А еще мы встретили здесь Измора с его сплоченной командой.

— Ты больше не с Рюриком? — на всякий случай уточнил я, потому что заполучить в хирд Измора — это было бы круто.

— Разошлись, — кратко ответил загадочный человек Стег Измор.

По интонации становилось ясно: Рюрик и его кинул.

Не кинул, ответил Стег на прямо поставленный вопрос. Что обещал — сделал.

А остальное…

Так он и не обещал.

Это Стег думал, что Рюрик обещал. А самом деле хитровывернутый князь только создал иллюзию обещания. Здесь намекнул, там надежду подкинул. В итоге оказалось, что слова сказано не было. И никто никому не должен.

Но у Стега на Рюрика обиды нет. Тот его поддержал, снаряжением обеспечил, деньгами кое-какими. Стег же все это честно отслужил. И так же честно ушел, когда понял, что в его личных делах на Рюрика рассчитывать не стоит. Намеками колчан не наполнишь.

— Хочешь, чтобы я стал твоим? — напрямик спросил Стег.

— Хочу, — я тоже не стал юлить.

— Помоги мне, и мой меч станет твоим.

Такому, как Стег, просить трудно. А он сейчас даже не просит — умоляет.

— Нет, — я покачал головой.

— Ты отказываешь? — Как легко, оказывается, мольба может обратиться в гнев.
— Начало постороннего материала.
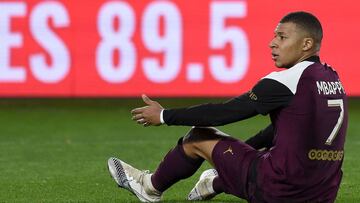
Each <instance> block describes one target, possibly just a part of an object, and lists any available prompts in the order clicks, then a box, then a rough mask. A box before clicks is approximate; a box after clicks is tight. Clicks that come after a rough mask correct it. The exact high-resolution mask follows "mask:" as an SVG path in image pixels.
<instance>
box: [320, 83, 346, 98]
mask: <svg viewBox="0 0 360 203" xmlns="http://www.w3.org/2000/svg"><path fill="white" fill-rule="evenodd" d="M316 86H317V89H318V93H319V94H320V95H321V94H323V95H332V94H345V90H344V87H343V86H342V84H341V82H340V80H338V81H330V82H329V81H316Z"/></svg>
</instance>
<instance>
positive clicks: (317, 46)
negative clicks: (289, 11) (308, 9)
mask: <svg viewBox="0 0 360 203" xmlns="http://www.w3.org/2000/svg"><path fill="white" fill-rule="evenodd" d="M289 22H291V23H294V24H296V25H297V26H299V27H300V28H301V29H303V30H304V31H305V32H307V33H308V34H309V35H310V37H311V38H313V39H314V42H315V45H316V49H317V50H320V46H321V40H322V38H323V30H322V26H321V23H320V21H319V20H318V19H317V18H316V17H315V16H314V15H313V14H311V13H308V12H304V11H297V12H292V13H289V14H287V15H286V16H284V17H283V18H282V19H281V20H280V23H289Z"/></svg>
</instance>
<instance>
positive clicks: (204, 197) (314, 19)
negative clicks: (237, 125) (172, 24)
mask: <svg viewBox="0 0 360 203" xmlns="http://www.w3.org/2000/svg"><path fill="white" fill-rule="evenodd" d="M322 36H323V31H322V27H321V24H320V22H319V20H318V19H317V18H316V17H315V16H313V15H312V14H310V13H307V12H293V13H289V14H287V15H286V16H284V17H283V18H282V19H281V20H280V22H279V24H278V25H277V27H276V29H275V32H274V38H273V39H272V40H271V42H270V44H269V47H270V49H271V55H272V59H273V61H274V63H275V66H277V67H279V68H284V69H282V70H280V71H278V72H272V73H270V74H269V75H266V76H265V77H263V78H262V79H261V80H260V81H259V82H258V83H257V84H256V85H255V86H254V87H253V88H252V89H251V90H250V91H249V92H247V93H245V94H243V95H241V96H238V97H235V98H233V99H230V100H228V101H226V102H223V103H216V104H212V103H209V104H202V105H197V106H192V107H188V108H178V109H164V108H163V107H162V106H161V105H160V104H159V103H158V102H156V101H152V100H150V99H149V98H148V97H147V96H145V95H143V96H142V98H143V100H144V102H145V103H146V104H147V106H145V107H141V108H136V109H134V110H132V115H133V117H132V119H133V120H135V121H137V123H139V124H142V125H144V126H150V125H154V126H158V125H161V124H166V125H185V126H195V127H193V128H191V130H190V131H189V132H188V133H187V134H186V135H185V136H184V137H183V138H181V139H180V140H179V141H178V143H177V145H176V146H175V147H174V148H173V149H172V150H171V151H170V152H169V153H168V154H167V155H166V156H165V157H164V159H163V161H162V162H161V163H160V165H159V166H158V168H157V169H156V171H155V172H154V173H153V174H150V173H148V172H145V171H140V170H138V169H136V168H134V167H133V166H131V165H129V164H127V163H125V162H123V161H121V160H119V159H117V158H110V159H109V160H108V168H109V171H110V173H111V175H112V177H113V178H114V180H115V181H116V183H117V184H118V185H119V186H121V187H123V188H125V189H127V190H129V191H131V192H133V193H134V194H135V195H136V196H137V197H138V198H139V199H140V200H141V201H144V202H156V201H160V199H161V195H162V193H163V192H164V191H166V189H168V188H169V187H170V186H172V185H173V184H175V183H176V182H177V181H179V180H181V179H185V178H188V177H190V176H191V175H193V174H194V173H195V171H196V170H197V169H198V168H199V167H200V165H201V164H202V162H203V161H204V160H206V161H208V162H210V163H211V164H212V165H213V166H214V169H209V170H206V171H205V172H203V174H202V175H201V177H200V179H199V181H198V182H197V183H196V185H195V187H194V188H193V189H192V190H191V191H190V194H189V196H188V199H189V200H205V199H210V198H212V197H214V196H216V195H217V194H219V193H222V192H225V193H228V194H232V195H235V196H237V197H239V198H243V199H245V200H247V201H249V202H276V203H278V202H334V201H335V199H336V195H337V192H338V189H339V186H340V182H341V178H342V170H341V166H342V162H343V158H344V142H345V135H346V129H347V119H348V116H347V115H348V111H347V98H346V95H345V90H344V88H343V86H342V84H341V82H340V79H339V76H338V74H337V73H336V72H335V70H334V69H333V68H331V67H330V66H329V65H327V64H325V63H321V62H320V58H319V51H320V47H321V40H322ZM258 114H262V115H269V116H270V118H271V123H270V125H269V126H267V127H266V128H265V129H263V130H262V131H260V132H259V133H258V134H256V135H255V136H253V137H251V138H250V139H248V140H247V141H245V142H242V141H240V140H238V139H235V138H233V137H230V136H228V135H226V134H225V133H223V132H221V131H219V130H217V129H216V128H214V127H207V126H220V125H225V124H228V123H233V122H236V121H241V120H244V119H247V118H250V117H253V116H255V115H258Z"/></svg>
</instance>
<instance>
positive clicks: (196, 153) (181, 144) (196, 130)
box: [151, 127, 227, 192]
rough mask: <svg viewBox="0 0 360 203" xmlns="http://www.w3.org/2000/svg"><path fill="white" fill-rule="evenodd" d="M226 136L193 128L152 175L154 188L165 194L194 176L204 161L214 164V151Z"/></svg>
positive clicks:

— Я не стану покупать твой меч, Стег. У таких, как мы с тобой, верность не продается. Я помогу тебе без всяких условий. Попробую помочь, потому что не знаю, смогу ли. А дальше сам решай, с кем ты будешь. Принято?

— Принято, — Стег поклонился. Ниже, чем требовалось. Уважение, оно у таких, как мы, обоюдное.

— Тогда рассказывай…


[1] Напомню, что поездами изначально называлась любая последовательность транспортных средств: повозок, саней или судов.

Глава 28

Глава двадцать восьмая. Хорошо выдержанная месть


Славный своим удачным географическим положением град Чернигов тоже стоял на холме. Точнее, на нескольких холмах. Удачным же его расположение считалось потому, что располагался он на высоком правом берегу реки Десны, как раз в том месте, где в нее впадала еще одна речка поменьше[1]. Площадь стольный град Чернигов занимал немалую и укрепления тоже имел вполне приличные. Точно не хуже киевских.

Но Чернигов-град как таковой нас не интересовал. Те, с кого предстояло спросить за геноцид Стегова рода, жили от города наособицу. И у них имелся свой укрепрайон. Тоже на берегу Десны, но вне основного города. Такая родовая твердыня была в Чернигове не единственной. Некоторые даже внутри городских стен располагались. Причины для подобной автономии были самые прозаические. В черниговском княжестве были представлены разные племенные союзы. И ладили они не лучше, чем, скажем, псковичи с эстами. То есть сосуществовали, мечтая о том, чтобы это сосуществование закончилось. Исчезновением соседа как этноса.

Что, собственно, и произошло с родом Стега, который в те времена еще не носил варяжских усов и звался не Стегом Измором, а иначе и был вторым сыном боярина Видбора, в прошлом княжьего воеводы и первого кандидата в княжьи тести.

К сожалению, кроме первого, был еще и второй кандидат, которого текущий расклад не устраивал. И, выбрав подходящий момент, этот нехороший человек решил изменить радикально приоритеты. То есть упразднить конкурента. Подходящим же моментом, как он решил, будет именно праздник. Хороший большой праздник, который способен существенно снизить боевые качества противника.

Идея далеко не новая, но оттого не менее эффективная.


Вспоминая об этом, Измор скрежетал зубами так, что даже лошади шарахались. И я его понимал. Сволочуга сумел выбрать правильное время. Вступление третьего сына боярина Видбора в мужской возраст. Пять лет. Именно в пять лет будущий воин должен был выбраться из-под юбки матери и вдеть ногу в стремя. То есть перебраться из женской половины дома в мужскую.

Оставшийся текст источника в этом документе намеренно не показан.